Despite the remarkable outputs of these models, such as generating poetry or viable computer programs, they do not form an accurate model of the world. For instance, a popular type of generative AI model can provide near-perfect turn-by-turn driving directions in New York City without having formed an accurate internal map of the city. However, when streets were closed and detours added, the model's performance plummeted.
MIT Laboratory for Information and Decision Systems assistant professor Ashesh Rambachan said: "The question of whether large language models are learning coherent world models is very important if we want to use these techniques to make new discoveries.”
Rambachan, along with Keyon Vafa, a postdoc at Harvard University, and other collaborators, presented their research at the Conference on Neural Information Processing Systems. They focused on transformers, the backbone of LLMs like GPT-4, and developed new metrics to test a transformer's world model.
The team introduced sequence distinction and sequence compression. These metrics help determine if a model can recognise differences between two states or understand that two identical states have the same sequence of possible next steps. The transformers that made random choices formed more accurate world models.
“In Othello, if you see two random computers playing rather than championship players, in theory you’d see the full set of possible moves, even the bad moves championship players wouldn’t make,” Vafa said.
The researchers found that although transformers generated accurate directions and valid Othello moves, they failed to form coherent world models. When detours were added to New York City's map, all navigation models failed.
“I was surprised by how quickly the performance deteriorated as soon as we added a detour. If we close just a percent of the possible streets, accuracy immediately plummets from nearly 100 per cent to just 67 per cent,” Vafa said.

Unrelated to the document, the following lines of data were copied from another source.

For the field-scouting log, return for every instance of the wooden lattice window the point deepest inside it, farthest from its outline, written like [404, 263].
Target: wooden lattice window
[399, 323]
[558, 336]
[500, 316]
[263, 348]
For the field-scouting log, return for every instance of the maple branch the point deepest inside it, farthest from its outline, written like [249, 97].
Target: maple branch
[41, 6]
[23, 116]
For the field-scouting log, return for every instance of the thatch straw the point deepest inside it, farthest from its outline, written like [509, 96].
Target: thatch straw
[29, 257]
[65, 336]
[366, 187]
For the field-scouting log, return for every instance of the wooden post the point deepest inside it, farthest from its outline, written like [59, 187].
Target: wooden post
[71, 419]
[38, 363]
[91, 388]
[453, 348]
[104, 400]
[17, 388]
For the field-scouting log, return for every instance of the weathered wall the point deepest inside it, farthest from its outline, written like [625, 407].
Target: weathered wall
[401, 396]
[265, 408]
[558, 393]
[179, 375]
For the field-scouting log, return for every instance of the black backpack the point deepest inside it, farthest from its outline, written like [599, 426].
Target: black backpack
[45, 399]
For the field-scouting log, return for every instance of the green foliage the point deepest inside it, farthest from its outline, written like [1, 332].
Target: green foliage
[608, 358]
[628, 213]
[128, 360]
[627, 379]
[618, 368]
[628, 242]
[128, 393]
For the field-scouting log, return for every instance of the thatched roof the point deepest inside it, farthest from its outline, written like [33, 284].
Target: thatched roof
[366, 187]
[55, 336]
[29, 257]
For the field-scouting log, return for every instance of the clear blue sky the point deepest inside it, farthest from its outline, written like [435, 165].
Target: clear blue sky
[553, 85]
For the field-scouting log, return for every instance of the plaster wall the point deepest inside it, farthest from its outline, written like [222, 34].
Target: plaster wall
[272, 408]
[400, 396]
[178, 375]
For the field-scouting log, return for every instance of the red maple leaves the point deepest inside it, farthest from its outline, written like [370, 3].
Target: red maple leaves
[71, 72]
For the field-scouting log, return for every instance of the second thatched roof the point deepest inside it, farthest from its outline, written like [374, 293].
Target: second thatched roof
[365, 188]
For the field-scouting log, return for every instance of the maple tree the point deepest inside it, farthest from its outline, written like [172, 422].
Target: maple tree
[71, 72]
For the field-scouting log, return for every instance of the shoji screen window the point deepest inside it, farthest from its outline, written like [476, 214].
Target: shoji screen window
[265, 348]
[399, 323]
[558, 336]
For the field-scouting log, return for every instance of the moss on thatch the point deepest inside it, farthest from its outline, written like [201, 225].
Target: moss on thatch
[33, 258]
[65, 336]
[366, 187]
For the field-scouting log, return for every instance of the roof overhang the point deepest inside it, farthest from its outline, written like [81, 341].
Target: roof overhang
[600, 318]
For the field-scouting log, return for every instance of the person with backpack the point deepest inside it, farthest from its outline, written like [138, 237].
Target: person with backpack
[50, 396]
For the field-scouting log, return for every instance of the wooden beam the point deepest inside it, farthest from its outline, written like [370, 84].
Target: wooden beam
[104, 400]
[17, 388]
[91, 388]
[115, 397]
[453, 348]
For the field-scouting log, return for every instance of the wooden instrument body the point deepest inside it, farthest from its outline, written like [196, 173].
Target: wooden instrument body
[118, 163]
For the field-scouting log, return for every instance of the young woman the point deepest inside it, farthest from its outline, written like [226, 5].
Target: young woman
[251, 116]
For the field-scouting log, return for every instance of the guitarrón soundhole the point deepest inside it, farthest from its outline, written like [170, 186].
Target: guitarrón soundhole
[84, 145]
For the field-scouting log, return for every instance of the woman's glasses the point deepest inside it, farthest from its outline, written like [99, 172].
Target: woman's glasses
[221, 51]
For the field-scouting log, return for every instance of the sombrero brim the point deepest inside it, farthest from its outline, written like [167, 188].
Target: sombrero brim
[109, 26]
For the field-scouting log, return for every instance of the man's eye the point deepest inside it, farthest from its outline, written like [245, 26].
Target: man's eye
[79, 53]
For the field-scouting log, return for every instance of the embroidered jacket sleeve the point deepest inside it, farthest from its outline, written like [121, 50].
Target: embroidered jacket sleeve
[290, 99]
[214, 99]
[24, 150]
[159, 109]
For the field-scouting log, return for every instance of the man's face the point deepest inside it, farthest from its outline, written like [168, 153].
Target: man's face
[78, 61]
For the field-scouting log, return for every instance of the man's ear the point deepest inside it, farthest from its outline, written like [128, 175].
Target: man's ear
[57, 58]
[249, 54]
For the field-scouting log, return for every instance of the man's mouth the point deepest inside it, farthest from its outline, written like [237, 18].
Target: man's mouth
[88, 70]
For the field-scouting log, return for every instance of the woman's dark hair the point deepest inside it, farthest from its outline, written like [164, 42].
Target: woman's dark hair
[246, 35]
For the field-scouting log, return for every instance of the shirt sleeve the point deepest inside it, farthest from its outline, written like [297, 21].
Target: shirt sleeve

These findings suggest that transformers can perform well without understanding the rules. To build LLMs that capture accurate world models, researchers need a different approach.
“Often, we see these models do impressive things and think they must have understood something about the world. I hope we can convince people that this is a question to think very carefully about, and we don’t have to rely on our own intuitions to answer it,” Rambachan said.
The team aims to apply their evaluation metrics to real-world scientific problems and tackle more diverse issues where some rules are only partially known. Their work is funded by various institutions, including the Harvard Data Science Initiative and the National Science Foundation.